UPDATED 4/3/2012 to add metric for mRAW to CF, sRAW to SD.
I am in love with my new Canon 5d3. A huge sigh of relief for me is the dual card slots, so I can always have a backup. Unfortunately there’s a big performance difference between the SD card slot and the CF card slot.
If Canon had chosen to support the UHS-1 standard, we’d get roughly equal performance. As it is, they supported SDXC, but not UHS-1. (For the record, the camera will work with a UHS-1 card, it just won’t support the improved write speeds. I’m using one in my camera and it works fine.)

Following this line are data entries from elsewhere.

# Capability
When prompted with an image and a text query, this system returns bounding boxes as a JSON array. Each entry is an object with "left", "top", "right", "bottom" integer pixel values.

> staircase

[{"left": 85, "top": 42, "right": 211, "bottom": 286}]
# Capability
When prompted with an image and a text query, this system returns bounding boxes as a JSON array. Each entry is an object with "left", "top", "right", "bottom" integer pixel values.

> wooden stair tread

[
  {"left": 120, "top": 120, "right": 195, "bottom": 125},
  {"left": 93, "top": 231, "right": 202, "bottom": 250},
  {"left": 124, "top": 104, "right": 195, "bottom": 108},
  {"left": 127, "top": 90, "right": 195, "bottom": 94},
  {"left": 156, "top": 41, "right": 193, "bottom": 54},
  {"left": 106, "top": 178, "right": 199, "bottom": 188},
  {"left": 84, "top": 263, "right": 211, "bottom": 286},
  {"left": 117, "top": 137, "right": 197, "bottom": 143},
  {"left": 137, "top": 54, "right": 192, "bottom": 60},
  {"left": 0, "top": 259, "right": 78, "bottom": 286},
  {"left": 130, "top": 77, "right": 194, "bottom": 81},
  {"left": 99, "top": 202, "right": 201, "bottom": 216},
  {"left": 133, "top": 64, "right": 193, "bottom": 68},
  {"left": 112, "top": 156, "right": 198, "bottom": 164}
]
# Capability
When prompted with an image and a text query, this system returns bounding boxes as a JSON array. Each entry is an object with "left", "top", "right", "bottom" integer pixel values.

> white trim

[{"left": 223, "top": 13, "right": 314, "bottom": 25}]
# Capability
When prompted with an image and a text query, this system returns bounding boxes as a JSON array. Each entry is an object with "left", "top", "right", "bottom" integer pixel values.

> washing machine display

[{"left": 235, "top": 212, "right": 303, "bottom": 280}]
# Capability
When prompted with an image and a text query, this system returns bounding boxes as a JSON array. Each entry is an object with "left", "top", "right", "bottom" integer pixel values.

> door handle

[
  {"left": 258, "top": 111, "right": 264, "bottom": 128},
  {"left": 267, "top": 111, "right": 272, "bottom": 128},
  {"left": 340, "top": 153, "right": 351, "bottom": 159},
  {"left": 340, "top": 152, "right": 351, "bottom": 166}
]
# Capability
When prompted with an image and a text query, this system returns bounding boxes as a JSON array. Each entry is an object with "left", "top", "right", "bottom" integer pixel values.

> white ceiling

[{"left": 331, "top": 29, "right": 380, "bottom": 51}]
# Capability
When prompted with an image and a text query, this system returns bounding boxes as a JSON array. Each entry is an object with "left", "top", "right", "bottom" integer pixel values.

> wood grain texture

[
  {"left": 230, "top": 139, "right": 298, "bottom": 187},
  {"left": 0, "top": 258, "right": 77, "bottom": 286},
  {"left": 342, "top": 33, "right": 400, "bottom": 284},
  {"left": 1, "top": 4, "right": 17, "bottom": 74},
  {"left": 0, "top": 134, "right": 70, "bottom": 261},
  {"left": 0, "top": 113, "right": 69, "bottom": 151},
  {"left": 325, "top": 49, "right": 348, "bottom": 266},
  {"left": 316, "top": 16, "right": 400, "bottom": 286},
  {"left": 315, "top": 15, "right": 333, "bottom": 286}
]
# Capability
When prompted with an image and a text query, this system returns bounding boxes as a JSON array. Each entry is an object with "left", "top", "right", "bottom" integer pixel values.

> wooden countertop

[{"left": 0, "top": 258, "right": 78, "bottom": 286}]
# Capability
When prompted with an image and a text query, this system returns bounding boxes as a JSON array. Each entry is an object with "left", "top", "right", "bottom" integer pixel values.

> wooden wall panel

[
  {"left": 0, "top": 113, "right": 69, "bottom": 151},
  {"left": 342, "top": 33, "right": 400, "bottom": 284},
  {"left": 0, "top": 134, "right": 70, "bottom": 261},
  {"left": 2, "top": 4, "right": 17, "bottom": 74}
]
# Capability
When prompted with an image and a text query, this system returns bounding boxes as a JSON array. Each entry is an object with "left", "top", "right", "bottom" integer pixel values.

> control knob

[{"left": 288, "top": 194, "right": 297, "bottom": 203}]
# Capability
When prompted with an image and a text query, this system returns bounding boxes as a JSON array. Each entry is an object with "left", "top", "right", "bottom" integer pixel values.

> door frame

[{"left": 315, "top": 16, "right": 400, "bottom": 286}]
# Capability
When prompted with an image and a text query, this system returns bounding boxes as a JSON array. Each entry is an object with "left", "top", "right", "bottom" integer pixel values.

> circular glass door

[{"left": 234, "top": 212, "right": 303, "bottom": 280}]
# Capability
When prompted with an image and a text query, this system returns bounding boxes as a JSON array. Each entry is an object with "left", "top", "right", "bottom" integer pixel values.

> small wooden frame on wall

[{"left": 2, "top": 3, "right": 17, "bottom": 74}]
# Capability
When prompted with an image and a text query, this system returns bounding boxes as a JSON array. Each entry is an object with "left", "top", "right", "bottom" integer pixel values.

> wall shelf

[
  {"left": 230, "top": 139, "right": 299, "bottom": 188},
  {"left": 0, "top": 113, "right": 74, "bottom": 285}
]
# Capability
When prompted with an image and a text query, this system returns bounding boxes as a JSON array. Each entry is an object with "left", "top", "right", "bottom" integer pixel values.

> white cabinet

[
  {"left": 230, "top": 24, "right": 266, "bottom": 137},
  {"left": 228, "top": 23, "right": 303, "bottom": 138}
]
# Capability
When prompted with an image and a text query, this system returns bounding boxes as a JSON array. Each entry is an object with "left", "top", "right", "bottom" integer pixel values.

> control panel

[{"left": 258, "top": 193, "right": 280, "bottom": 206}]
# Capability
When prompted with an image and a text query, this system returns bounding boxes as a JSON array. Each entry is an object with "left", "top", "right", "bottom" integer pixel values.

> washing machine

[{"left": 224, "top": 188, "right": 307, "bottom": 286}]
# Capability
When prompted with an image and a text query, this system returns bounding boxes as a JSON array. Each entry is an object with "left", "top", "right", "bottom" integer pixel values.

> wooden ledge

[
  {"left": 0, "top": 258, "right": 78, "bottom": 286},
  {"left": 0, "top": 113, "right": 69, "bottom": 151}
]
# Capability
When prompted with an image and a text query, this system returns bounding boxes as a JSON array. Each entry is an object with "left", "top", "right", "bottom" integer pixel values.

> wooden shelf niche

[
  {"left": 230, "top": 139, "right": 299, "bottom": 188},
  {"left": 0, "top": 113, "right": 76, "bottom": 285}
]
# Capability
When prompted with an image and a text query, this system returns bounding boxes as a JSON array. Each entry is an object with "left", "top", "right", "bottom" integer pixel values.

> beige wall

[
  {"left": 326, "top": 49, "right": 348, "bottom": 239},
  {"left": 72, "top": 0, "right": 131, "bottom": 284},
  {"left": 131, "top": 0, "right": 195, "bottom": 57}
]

Assuming you’re not using super old CF cards, the write speed of the SD card represents the bottleneck, and is what will limit how fast the camera flushes the data from the buffer. Given this, I suspected that writing RAW to the CF card, and mRAW to the SD card might help speed things along. The SD card data is only there for an “oh shit” moment, and under these conditions mRaw’s 10-ish megapixels ought to be good enough to get by.

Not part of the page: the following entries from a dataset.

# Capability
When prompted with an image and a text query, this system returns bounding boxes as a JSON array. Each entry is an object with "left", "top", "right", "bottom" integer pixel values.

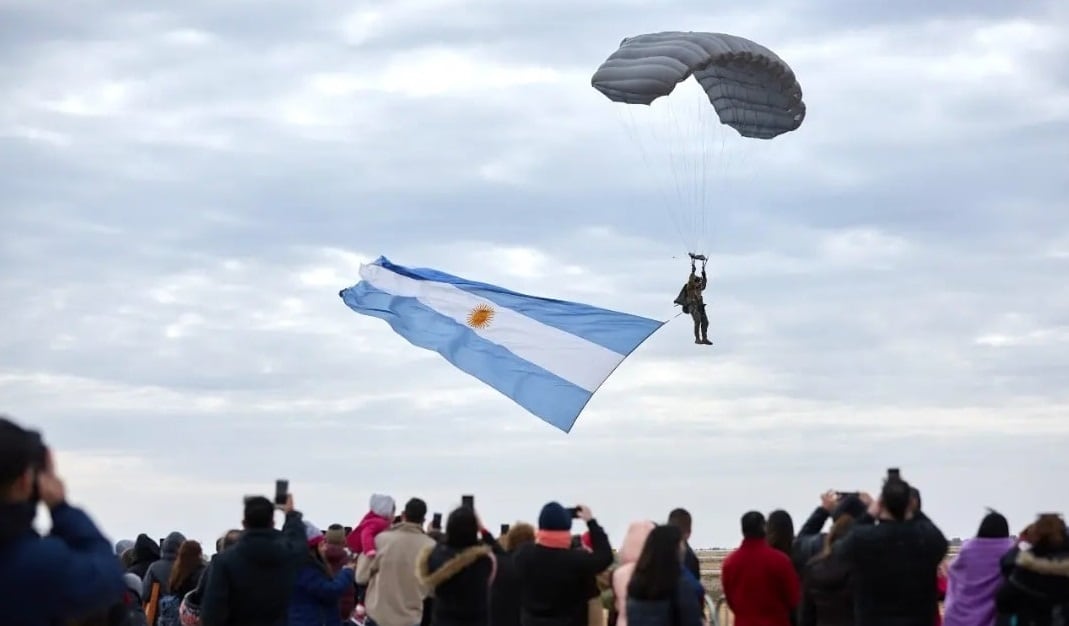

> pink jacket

[
  {"left": 612, "top": 521, "right": 655, "bottom": 626},
  {"left": 347, "top": 494, "right": 396, "bottom": 555}
]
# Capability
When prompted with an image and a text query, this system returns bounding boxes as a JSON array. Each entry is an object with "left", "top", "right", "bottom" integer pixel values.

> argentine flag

[{"left": 339, "top": 257, "right": 665, "bottom": 432}]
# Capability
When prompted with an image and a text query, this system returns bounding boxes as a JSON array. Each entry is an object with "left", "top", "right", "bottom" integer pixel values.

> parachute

[{"left": 591, "top": 31, "right": 805, "bottom": 254}]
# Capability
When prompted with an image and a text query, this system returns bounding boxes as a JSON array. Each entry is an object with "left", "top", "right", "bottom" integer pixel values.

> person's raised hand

[
  {"left": 858, "top": 492, "right": 874, "bottom": 507},
  {"left": 821, "top": 490, "right": 838, "bottom": 511},
  {"left": 36, "top": 451, "right": 66, "bottom": 508},
  {"left": 576, "top": 505, "right": 593, "bottom": 522},
  {"left": 282, "top": 493, "right": 295, "bottom": 514}
]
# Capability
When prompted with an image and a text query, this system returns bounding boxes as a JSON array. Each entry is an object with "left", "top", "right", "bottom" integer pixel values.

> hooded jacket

[
  {"left": 418, "top": 542, "right": 496, "bottom": 626},
  {"left": 200, "top": 510, "right": 308, "bottom": 626},
  {"left": 995, "top": 546, "right": 1069, "bottom": 626},
  {"left": 612, "top": 521, "right": 656, "bottom": 626},
  {"left": 0, "top": 500, "right": 127, "bottom": 626},
  {"left": 143, "top": 531, "right": 187, "bottom": 599},
  {"left": 127, "top": 533, "right": 163, "bottom": 579},
  {"left": 348, "top": 494, "right": 396, "bottom": 555}
]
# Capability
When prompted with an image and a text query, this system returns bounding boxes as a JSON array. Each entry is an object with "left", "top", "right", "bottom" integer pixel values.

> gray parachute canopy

[{"left": 591, "top": 31, "right": 805, "bottom": 140}]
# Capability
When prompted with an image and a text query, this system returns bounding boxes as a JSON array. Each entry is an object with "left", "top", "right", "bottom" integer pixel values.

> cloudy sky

[{"left": 3, "top": 0, "right": 1068, "bottom": 550}]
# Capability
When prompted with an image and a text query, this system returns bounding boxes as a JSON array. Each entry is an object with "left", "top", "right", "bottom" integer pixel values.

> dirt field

[{"left": 695, "top": 546, "right": 960, "bottom": 600}]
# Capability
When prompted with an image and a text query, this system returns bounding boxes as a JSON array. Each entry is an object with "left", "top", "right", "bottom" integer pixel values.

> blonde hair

[{"left": 503, "top": 522, "right": 535, "bottom": 552}]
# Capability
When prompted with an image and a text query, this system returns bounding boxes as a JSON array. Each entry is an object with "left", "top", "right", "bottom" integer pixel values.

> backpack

[{"left": 157, "top": 594, "right": 181, "bottom": 626}]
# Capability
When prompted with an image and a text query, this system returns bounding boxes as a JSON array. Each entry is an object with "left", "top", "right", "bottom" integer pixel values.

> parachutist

[{"left": 672, "top": 261, "right": 711, "bottom": 345}]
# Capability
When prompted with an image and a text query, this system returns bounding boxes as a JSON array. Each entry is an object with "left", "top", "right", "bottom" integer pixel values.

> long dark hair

[
  {"left": 168, "top": 540, "right": 203, "bottom": 592},
  {"left": 445, "top": 506, "right": 480, "bottom": 549},
  {"left": 815, "top": 514, "right": 855, "bottom": 561},
  {"left": 628, "top": 525, "right": 683, "bottom": 601},
  {"left": 767, "top": 509, "right": 794, "bottom": 557}
]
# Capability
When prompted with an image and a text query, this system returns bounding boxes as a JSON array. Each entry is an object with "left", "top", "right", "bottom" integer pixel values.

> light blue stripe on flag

[
  {"left": 339, "top": 257, "right": 666, "bottom": 432},
  {"left": 373, "top": 257, "right": 662, "bottom": 355},
  {"left": 341, "top": 281, "right": 596, "bottom": 431}
]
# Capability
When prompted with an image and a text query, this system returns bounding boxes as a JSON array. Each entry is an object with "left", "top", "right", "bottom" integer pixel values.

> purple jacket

[{"left": 944, "top": 537, "right": 1016, "bottom": 626}]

There’s a gotcha, however. When writing the same file to one or both cards, the buffer gives us a solid 12 frames before hitting the bottleneck. When writing different files though, we lose roughly half the buffer.

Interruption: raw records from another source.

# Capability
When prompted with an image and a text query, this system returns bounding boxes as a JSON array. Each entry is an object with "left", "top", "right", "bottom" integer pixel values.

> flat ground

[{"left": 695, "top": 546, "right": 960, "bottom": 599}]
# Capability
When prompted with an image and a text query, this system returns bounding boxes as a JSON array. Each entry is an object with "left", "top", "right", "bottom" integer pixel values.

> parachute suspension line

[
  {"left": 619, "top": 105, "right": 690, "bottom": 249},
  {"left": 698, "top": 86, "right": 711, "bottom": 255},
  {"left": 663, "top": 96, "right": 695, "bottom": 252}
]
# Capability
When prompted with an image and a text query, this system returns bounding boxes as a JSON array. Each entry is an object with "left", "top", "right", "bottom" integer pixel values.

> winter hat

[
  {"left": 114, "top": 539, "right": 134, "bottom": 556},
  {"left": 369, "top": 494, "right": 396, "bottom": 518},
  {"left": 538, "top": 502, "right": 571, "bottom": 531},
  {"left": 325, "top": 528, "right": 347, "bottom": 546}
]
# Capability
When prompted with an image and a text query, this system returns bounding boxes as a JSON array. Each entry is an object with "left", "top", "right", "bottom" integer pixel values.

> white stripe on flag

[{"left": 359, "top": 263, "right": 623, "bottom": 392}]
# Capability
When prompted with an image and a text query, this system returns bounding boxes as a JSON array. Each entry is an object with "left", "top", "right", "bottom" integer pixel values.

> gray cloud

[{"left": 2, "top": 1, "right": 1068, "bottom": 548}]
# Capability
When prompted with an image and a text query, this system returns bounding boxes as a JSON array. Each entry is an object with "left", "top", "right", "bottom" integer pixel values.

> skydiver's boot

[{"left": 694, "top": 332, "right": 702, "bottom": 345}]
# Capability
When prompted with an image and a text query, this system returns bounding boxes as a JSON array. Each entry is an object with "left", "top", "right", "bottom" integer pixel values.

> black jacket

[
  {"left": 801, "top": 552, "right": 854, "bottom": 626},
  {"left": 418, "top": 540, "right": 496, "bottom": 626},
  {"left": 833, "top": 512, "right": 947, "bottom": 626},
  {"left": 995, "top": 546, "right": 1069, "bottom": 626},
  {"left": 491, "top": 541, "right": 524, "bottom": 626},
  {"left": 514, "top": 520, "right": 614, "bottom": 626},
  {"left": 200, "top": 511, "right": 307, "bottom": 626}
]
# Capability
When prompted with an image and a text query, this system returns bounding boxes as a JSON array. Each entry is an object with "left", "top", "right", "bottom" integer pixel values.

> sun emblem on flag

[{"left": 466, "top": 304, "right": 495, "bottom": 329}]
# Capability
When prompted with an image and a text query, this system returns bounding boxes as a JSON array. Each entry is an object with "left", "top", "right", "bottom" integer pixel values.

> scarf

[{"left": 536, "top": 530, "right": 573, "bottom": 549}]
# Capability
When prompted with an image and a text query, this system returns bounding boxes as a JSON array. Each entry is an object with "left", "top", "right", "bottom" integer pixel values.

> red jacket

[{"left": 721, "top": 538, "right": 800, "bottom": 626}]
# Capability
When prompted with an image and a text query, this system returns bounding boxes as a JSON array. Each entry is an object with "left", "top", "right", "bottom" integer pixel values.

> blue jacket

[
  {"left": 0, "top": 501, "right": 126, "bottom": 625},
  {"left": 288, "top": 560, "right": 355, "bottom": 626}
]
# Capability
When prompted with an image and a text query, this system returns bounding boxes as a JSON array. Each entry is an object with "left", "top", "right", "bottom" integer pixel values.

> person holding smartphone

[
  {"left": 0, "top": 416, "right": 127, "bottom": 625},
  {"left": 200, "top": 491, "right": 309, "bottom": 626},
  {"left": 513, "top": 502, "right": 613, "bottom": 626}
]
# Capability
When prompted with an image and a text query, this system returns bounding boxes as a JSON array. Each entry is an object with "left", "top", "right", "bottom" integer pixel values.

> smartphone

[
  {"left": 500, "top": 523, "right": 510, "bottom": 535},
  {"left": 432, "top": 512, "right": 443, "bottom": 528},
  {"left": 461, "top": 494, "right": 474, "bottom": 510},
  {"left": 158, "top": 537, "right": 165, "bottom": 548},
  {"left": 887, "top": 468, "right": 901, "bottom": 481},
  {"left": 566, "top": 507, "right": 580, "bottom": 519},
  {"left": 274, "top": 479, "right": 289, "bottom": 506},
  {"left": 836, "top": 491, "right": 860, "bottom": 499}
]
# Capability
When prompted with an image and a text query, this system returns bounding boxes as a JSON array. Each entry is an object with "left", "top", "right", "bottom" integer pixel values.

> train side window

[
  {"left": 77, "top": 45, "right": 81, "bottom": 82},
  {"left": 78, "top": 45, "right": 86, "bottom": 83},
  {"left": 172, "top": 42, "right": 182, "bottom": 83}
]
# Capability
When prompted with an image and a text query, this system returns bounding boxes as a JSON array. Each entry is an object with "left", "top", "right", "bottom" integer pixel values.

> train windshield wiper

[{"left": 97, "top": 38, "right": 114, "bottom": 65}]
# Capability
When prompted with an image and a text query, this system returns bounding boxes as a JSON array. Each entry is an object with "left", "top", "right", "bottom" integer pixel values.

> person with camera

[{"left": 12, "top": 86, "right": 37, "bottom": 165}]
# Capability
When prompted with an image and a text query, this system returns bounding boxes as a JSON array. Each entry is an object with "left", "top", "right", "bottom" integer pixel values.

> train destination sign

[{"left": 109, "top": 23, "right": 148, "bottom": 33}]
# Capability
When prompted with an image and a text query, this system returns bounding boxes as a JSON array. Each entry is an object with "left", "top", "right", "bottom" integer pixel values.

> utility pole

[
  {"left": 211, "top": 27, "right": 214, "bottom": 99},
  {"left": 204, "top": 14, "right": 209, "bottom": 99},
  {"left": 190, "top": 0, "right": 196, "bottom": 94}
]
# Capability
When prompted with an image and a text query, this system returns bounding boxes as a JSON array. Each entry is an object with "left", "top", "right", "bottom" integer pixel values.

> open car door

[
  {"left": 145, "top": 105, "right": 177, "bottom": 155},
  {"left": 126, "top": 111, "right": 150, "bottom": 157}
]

For example, configuring the camera to record full RAW to the CF card, and either mRAW or sRAW to the SD card results in a 6 frame buffer. Configuring the camera to record full RAW to the CF card, and JPEG (regardless of size/quality) to the SD card results in a 7 frame buffer. It stands to reason that a chunk of the buffer memory is being utilized to generate two different versions of the file.
So the question is, would you rather have a bigger buffer and slower flush speed, or a smaller buffer and faster flush speed? Only you can answer that question for yourself, but here are some speed comparisons to help you decide.
This trial is not intended to test performance of any particular memory card. It is intended to compare different write settings within the camera on a given set of memory cards.
To test, I used one 64GB 400x Lexar Professional memory card, and one 64GB LX Series Patriot Memory SDXC card (class 10 / UHS-1). For each test I held down the shutter button until the buffer filled, then waited for the shutter to click ten more times. You can see the difference simply by looking at the recording. The longest tracks took the longest to complete.
In order of performance, times approximate, measured to highest peak on the last recorded shutter click:
- 6.9s, Full RAW to CF card only (super fast – no surprise)
- 9.8s, mRAW to CF card, sRAW to SD card. (Interesting how it takes a long time to warm up, then runs pretty quick.)
- 13.8s, Full RAW to CF card, Large/Fine JPEG to SD card.
- 14.4s, Full RAW to CF card, mRAW to SD card.
- 18.1s, Full RAW to SD card only
- 18.6s, Full RAW to both CF and SD cards
Again, remember that options 2 through 4 in green, while completing the test faster, also limit you to a 6 or 7 frame buffer.
Your workflow will determine which option is best for you.